Asma Hasiba, Liu Luna, Halfon Marc S
Departments of Biochemistry, University at Buffalo-State University of New York, Buffalo, NY, United States of America.
Biomedical Informatics, University at Buffalo-State University of New York, Buffalo, NY, United States of America.
PLoS One. 2024 Dec 5;19(12):e0311752. doi: 10.1371/journal.pone.0311752. eCollection 2024.
As the number of sequenced insect genomes continues to grow, there is a pressing need for rapid and accurate annotation of their regulatory component. SCRMshaw is a computational tool designed to predict cis-regulatory modules ("enhancers") in the genomes of various insect species. A key advantage of SCRMshaw is its accessibility. It requires minimal resources-just a genome sequence and training data from known Drosophila regulatory sequences, which are readily available for download. Even users with modest computational skills can run SCRMshaw on a desktop computer for basic applications, although a high-performance computing cluster is recommended for optimal results. SCRMshaw can be tailored to specific needs: users can employ a single set of training data to predict enhancers associated with a particular gene expression pattern, or utilize multiple sets to provide a first-pass regulatory annotation for a newly-sequenced genome. This protocol provides an extensive update to the previously published SCRMshaw protocol and aligns with the methods used in a recent annotation of over 30 insect regulatory genomes. It includes the most recent modifications to the SCRMshaw protocol and details an end-to-end pipeline that begins with a sequenced genome and ends with a fully-annotated regulatory genome. Relevant scripts are available via GitHub, and a living protocol that will be updated as necessary is linked to this article at protocols.io.

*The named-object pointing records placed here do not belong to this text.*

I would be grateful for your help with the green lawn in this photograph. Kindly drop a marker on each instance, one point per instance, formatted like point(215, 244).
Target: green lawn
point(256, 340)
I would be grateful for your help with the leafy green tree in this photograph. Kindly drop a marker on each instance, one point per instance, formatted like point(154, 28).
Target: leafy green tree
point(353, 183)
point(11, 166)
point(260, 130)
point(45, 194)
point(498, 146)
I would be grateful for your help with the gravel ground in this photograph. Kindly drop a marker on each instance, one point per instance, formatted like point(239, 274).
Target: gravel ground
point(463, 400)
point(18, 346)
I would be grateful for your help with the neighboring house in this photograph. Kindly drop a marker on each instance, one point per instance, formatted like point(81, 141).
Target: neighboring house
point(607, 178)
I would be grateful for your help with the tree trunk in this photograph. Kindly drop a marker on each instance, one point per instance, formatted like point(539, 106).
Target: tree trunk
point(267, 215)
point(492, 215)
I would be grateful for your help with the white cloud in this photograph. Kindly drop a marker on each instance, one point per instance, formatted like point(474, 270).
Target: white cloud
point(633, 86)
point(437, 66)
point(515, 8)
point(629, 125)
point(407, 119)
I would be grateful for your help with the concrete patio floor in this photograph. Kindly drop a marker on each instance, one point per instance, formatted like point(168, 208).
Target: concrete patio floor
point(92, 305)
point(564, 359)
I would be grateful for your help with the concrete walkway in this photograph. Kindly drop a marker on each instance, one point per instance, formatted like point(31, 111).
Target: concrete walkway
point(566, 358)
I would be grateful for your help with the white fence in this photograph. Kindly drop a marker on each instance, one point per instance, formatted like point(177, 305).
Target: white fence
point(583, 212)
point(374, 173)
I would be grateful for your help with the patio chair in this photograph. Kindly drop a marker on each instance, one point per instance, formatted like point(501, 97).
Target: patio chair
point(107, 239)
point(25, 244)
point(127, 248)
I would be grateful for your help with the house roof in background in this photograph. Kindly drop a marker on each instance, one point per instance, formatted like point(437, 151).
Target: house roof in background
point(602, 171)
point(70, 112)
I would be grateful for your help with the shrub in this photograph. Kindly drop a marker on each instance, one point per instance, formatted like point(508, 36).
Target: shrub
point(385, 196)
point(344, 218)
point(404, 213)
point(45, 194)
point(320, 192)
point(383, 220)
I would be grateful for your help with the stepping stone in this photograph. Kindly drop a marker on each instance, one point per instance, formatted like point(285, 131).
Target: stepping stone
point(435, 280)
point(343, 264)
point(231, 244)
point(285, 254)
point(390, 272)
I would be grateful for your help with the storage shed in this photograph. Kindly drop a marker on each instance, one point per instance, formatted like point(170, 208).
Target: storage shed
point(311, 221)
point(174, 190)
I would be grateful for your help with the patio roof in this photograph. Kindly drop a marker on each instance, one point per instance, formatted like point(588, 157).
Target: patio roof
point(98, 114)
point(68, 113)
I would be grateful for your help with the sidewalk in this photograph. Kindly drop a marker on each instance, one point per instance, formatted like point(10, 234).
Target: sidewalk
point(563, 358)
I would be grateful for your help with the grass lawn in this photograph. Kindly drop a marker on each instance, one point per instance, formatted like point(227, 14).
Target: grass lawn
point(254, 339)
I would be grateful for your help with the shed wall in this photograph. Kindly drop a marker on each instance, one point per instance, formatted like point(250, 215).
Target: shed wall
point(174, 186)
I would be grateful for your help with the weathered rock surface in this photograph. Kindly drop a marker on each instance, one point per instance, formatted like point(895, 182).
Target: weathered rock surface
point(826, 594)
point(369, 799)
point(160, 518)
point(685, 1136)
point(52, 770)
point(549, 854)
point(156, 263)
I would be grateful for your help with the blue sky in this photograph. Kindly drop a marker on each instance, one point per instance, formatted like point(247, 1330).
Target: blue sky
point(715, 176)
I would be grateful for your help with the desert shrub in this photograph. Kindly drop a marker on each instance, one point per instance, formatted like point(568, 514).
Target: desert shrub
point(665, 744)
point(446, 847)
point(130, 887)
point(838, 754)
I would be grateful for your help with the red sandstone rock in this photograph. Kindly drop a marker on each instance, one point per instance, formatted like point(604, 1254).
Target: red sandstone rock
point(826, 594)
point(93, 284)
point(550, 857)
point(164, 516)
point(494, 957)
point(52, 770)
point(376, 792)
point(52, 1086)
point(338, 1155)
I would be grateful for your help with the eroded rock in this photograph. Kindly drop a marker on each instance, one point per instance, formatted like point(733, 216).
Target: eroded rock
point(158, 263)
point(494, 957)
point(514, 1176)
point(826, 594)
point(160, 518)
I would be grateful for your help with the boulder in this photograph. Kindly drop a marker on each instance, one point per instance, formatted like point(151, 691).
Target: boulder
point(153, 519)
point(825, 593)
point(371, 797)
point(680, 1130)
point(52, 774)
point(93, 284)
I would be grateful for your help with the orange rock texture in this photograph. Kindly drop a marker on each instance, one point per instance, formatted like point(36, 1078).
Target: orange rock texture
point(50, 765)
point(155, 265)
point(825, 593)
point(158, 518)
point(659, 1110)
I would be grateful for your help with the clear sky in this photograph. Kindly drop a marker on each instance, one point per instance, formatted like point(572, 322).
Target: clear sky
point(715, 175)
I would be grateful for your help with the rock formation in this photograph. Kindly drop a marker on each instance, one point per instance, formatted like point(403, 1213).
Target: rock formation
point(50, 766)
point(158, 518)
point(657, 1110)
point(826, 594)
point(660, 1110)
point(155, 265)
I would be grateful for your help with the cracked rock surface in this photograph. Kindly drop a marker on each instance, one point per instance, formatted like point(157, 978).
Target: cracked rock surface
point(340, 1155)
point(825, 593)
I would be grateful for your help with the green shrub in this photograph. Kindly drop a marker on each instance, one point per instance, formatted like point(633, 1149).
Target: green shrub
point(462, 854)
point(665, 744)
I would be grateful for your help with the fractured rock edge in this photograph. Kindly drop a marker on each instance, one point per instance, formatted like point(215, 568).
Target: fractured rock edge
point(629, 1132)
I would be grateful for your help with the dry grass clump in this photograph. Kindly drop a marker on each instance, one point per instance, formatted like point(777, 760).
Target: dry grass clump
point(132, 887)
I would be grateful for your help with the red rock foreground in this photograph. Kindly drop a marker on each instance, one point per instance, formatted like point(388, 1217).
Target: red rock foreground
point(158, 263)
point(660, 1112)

随着已测序昆虫基因组数量的不断增加,迫切需要对其调控元件进行快速准确的注释。SCRMshaw是一种计算工具,旨在预测各种昆虫物种基因组中的顺式调控模块(“增强子”)。SCRMshaw的一个关键优势在于其易用性。它所需资源极少——只需要一个基因组序列和来自已知果蝇调控序列的训练数据,这些数据很容易下载获得。即使是计算技能一般的用户也可以在台式计算机上运行SCRMshaw进行基本应用,不过为了获得最佳结果,建议使用高性能计算集群。SCRMshaw可以根据特定需求进行定制:用户可以使用一组训练数据来预测与特定基因表达模式相关的增强子,或者使用多组数据为新测序的基因组提供初步的调控注释。本方案对先前发布的SCRMshaw方案进行了大量更新,并与最近对30多个昆虫调控基因组进行注释时所使用的方法保持一致。它包括对SCRMshaw方案的最新修改,并详细介绍了一个端到端的流程,该流程从测序的基因组开始,以完全注释的调控基因组结束。相关脚本可通过GitHub获取,并且一个会根据需要进行更新的实用方案在protocols.io上与本文链接。